The U.S. Supreme Court ruled in 1997 that states may maintain laws that prohibit or allow euthanasia and assisted suicide. A few states now allow terminally ill adult patients, who are decisionally capable and able to communicate their wishes, to end their lives through the voluntary self-administration of a lethal dose of medication prescribed by a licensed physician expressly for that purpose. In Oregon and Washington, the statutes are called the Death with Dignity Act. Patients must fulfill several requirements before receiving the medication, including initiating verbal and written requests, undergoing a second opinion consultation, receiving psychiatric intervention if the patient is perceived to be depressed, and undergoing a 15-day waiting period. This process is sometimes called “physician-assisted suicide” because patients self-administer the medication at a time of their choosing with the intention of ending their life.
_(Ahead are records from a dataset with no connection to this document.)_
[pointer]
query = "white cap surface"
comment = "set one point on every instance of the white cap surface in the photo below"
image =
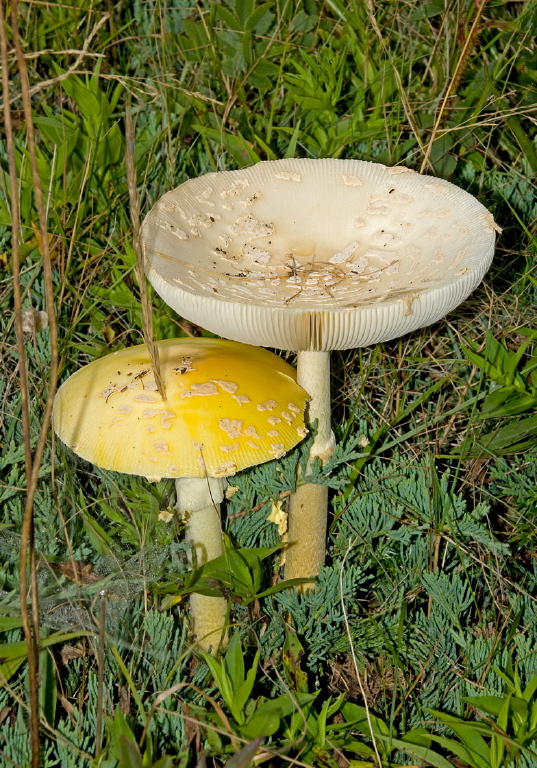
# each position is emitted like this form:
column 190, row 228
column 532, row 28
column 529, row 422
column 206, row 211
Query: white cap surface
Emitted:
column 229, row 406
column 316, row 254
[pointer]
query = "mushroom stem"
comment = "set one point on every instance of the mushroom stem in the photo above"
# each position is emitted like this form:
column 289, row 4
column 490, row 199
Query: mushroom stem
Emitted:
column 198, row 500
column 308, row 508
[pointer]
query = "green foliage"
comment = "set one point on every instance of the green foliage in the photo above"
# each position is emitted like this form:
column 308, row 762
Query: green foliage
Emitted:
column 428, row 590
column 509, row 730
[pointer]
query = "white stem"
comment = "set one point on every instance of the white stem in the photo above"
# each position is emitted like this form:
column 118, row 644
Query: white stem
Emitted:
column 198, row 500
column 308, row 507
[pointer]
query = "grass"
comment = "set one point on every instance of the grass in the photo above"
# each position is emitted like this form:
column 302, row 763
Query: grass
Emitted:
column 427, row 601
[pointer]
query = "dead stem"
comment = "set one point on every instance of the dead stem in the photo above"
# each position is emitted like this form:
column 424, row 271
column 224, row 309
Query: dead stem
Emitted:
column 147, row 315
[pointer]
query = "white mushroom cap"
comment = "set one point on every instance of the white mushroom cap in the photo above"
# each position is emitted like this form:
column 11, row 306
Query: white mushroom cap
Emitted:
column 316, row 254
column 229, row 406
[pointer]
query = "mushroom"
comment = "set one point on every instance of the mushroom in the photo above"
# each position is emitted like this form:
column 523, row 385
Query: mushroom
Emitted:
column 313, row 256
column 229, row 406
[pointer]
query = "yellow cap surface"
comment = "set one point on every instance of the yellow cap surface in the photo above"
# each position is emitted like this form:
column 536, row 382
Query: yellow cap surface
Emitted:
column 229, row 406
Because the patient actively takes steps to end his or her life, this is different than withholding or withdrawing medical treatment where barriers to the dying process are removed. This is also different than voluntary active euthanasia where the physician acts upon the voluntary request of a decisionally capable patient and the physician intentionally administers medications or other interventions to cause the patients death. In states that allow it, patients must request and self-administer the lethal medication. No state allows the medications to be administered or requested by a proxy decision maker, even where there is clear evidence of the patient's wishes.